“The time for thinkers has come” certainly fits the popular TEDMED presentations but is actually a quote by an earlier thinker about healthcare, Mary Baker Eddy, as you may read in Eric Nelson’s article in Community Digital News. Nelson, who writes interesting columns on the link between consciousness and health, looks at the out-of-the-box health thinking of Eddy and 2014 TEDMED speakers. I think that Kansans, actually all readers, will enjoy this excerpt and will follow the link below to the full article.
Well over a century before anyone had ever heard of TEDMED, an annual confab of movers and shakers deeply interested in making the world a better, healthier place to live, religious reformer and health care maverick Mary Baker Eddy proclaimed, “The time for thinkers has come.” Thankfully that time is still here and continues to generate ever more exciting advancements in human understanding, particularly within the field of health.

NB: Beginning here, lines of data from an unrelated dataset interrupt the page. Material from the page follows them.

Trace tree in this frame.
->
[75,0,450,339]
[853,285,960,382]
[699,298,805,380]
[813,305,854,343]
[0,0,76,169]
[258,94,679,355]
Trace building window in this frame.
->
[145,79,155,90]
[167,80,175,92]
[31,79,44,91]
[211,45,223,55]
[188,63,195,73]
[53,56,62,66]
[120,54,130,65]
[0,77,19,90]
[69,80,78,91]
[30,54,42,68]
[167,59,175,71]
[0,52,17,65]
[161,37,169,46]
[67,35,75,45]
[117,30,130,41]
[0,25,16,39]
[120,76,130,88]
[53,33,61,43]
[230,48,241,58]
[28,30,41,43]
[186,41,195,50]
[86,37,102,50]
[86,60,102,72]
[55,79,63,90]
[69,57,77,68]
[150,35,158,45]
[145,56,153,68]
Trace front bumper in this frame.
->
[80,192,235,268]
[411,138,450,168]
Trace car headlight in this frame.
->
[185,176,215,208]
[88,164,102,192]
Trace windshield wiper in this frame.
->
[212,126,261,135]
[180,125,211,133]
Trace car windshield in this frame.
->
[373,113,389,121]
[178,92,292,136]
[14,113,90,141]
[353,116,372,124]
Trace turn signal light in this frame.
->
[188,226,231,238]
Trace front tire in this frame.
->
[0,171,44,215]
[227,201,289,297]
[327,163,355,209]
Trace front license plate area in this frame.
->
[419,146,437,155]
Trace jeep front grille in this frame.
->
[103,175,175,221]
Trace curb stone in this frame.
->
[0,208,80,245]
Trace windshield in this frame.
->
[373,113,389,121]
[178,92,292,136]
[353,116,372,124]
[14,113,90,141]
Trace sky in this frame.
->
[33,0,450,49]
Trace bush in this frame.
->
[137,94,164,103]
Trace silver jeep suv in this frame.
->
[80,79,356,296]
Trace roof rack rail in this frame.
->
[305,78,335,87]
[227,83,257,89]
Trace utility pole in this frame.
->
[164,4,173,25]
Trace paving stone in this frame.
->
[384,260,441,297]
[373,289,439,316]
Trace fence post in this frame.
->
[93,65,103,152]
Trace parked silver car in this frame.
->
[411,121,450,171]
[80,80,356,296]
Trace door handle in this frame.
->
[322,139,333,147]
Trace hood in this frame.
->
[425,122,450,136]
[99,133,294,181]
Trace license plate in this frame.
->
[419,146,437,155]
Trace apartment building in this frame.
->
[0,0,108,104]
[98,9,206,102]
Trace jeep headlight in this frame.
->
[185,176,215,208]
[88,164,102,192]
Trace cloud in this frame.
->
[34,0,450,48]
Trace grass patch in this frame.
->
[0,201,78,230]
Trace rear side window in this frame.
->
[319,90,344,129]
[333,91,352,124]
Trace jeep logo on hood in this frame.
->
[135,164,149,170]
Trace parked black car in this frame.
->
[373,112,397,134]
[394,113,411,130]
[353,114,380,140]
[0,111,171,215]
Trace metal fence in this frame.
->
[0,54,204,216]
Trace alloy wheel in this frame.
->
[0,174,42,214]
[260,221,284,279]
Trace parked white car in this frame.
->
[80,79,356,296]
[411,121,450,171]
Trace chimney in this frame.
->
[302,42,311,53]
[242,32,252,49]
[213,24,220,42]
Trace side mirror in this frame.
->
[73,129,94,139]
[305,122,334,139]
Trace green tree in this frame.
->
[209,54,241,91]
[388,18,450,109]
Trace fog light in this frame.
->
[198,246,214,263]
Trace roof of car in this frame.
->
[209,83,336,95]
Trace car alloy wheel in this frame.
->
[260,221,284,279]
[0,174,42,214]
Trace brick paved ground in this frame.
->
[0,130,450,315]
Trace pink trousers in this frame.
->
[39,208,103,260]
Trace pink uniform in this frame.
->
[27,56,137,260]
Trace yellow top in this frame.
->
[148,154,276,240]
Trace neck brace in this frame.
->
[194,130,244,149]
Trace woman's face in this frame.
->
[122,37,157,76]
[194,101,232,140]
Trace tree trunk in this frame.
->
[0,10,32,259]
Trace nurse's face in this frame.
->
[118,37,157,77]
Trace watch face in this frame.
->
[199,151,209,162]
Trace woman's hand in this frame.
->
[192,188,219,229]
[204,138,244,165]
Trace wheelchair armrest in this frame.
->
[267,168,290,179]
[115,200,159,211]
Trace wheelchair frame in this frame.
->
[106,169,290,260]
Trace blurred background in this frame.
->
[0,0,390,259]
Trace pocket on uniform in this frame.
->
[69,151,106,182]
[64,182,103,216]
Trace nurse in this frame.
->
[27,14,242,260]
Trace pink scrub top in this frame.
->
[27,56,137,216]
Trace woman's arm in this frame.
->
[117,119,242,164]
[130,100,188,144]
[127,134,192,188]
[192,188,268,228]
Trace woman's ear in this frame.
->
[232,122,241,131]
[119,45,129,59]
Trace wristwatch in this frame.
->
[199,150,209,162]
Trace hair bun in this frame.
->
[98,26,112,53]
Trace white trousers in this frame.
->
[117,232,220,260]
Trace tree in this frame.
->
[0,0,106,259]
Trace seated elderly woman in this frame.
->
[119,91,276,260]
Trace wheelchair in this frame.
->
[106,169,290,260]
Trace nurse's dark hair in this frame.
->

No doubt they’ll be doing plenty of thinking at this year’s conference, held concurrently in San Francisco and Washington, D.C. The program includes sessions ranging from “Turn it Upside Down,” where speakers will address insights that flip-flop beliefs and question standard operating procedures in health and medicine, to “Don’t You Dare Talk About This,” which will tackle issues that people are reluctant to discuss publicly or even acknowledge as problems.
But something else that will likely come up is what Eddy once referred to as “the cold conventionality of materialism,” a now outdated, even burdensome mode of thinking that she saw as “crumbling away.”